By 1808Delaware

On April 15, the conversation in Sunbury reached a turning point. After weeks of increasingly crowded meetings, public comments, and visible unease, City Council voted 6–0 to place a moratorium on new data center development. The measure, which runs through January 31, 2027, effectively halts one of the most significant development questions the fast-growing Delaware County community has faced in years.

The vote itself was unanimous.

The Project That Sparked It

At the center of the debate was a proposed $2 billion campus tied to Amazon data services — a project that, on paper, represented massive investment, infrastructure expansion, and long-term economic positioning. In practice, it raised questions that proved harder to answer.

Residents packed meetings in February and March.
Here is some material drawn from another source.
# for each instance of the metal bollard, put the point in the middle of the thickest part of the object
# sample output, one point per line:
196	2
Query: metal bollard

Concerns surfaced repeatedly and with increasing urgency: energy demand, water usage, proximity to neighborhoods, and the long-term impact on the character of a city that has grown quickly but still sees itself as a community, not just a corridor of development. By the time the council met in mid-April, the issue had already been decided in one sense. The city needed time.

What the Moratorium Actually Does

The ordinance is not an outright rejection, instead it is a pause with teeth.

For the duration of the moratorium, Sunbury will not rezone land for data center use, issue zoning use certificates for such facilities, or negotiate development agreements tied to infrastructure or incentives. In practical terms, it freezes the pipeline. Projects already in discussion cannot advance through the normal channels. The legislation frames this as a “temporary prohibition of activity,” but its scope is broad enough to stop momentum entirely.

Mayor Signals Caution

Mayor Joe St. John first signaled the move during a State of the City address on March 25. By then, the administration had already seen where the conversation was heading.

The stated goal is deliberate: to review federal, state, and local frameworks and determine how — or whether — large-scale data centers fit within Sunbury’s long-term planning. That includes zoning classifications, construction standards, and mitigation of potential impacts on nearby residential and commercial areas.

The Larger Tension Beneath the Vote

What happened in Sunbury is not isolated. It reflects a widening tension playing out across Ohio and beyond. Proponents clam that data centers bring high capital investment, construction jobs and some permanent employment, and increased tax base potential. At the same time, many in the community advanced the idea that they also bring significant energy consumption, heavy infrastructure demands, limited day-to-day workforce relative to their scale, and community uncertainty about long-term impacts.

“Decisions like this don’t just shape land,” one citizen remarked during public comments, “they shape legacy.”

Local governments are increasingly caught between opportunity and hesitation. Sunbury’s decision places it firmly in the camp of communities choosing to slow the timeline rather than accelerate it.

Waiting on Columbus

Part of that pause is tied to what happens at the state level. City leadership has pointed to pending legislation in the Ohio General Assembly, including efforts to create a statewide data center study commission. The idea is straightforward: gather more consistent information before local governments make decisions with decades-long consequences. Until that clarity arrives, Sunbury is choosing not to move ahead of it.

What Happens Next

The moratorium runs through early 2027, though city officials have already indicated it could be extended if necessary. Between now and then, the work shifts from public hearings to policy.

City staff and council members will examine:

  • Zoning definitions and allowable uses
  • Setback and siting requirements
  • Infrastructure capacity and cost allocation
  • Environmental and community impact standards

When the moratorium lifts, the expectation is not that the conversation will end. It will resume, but on more defined terms.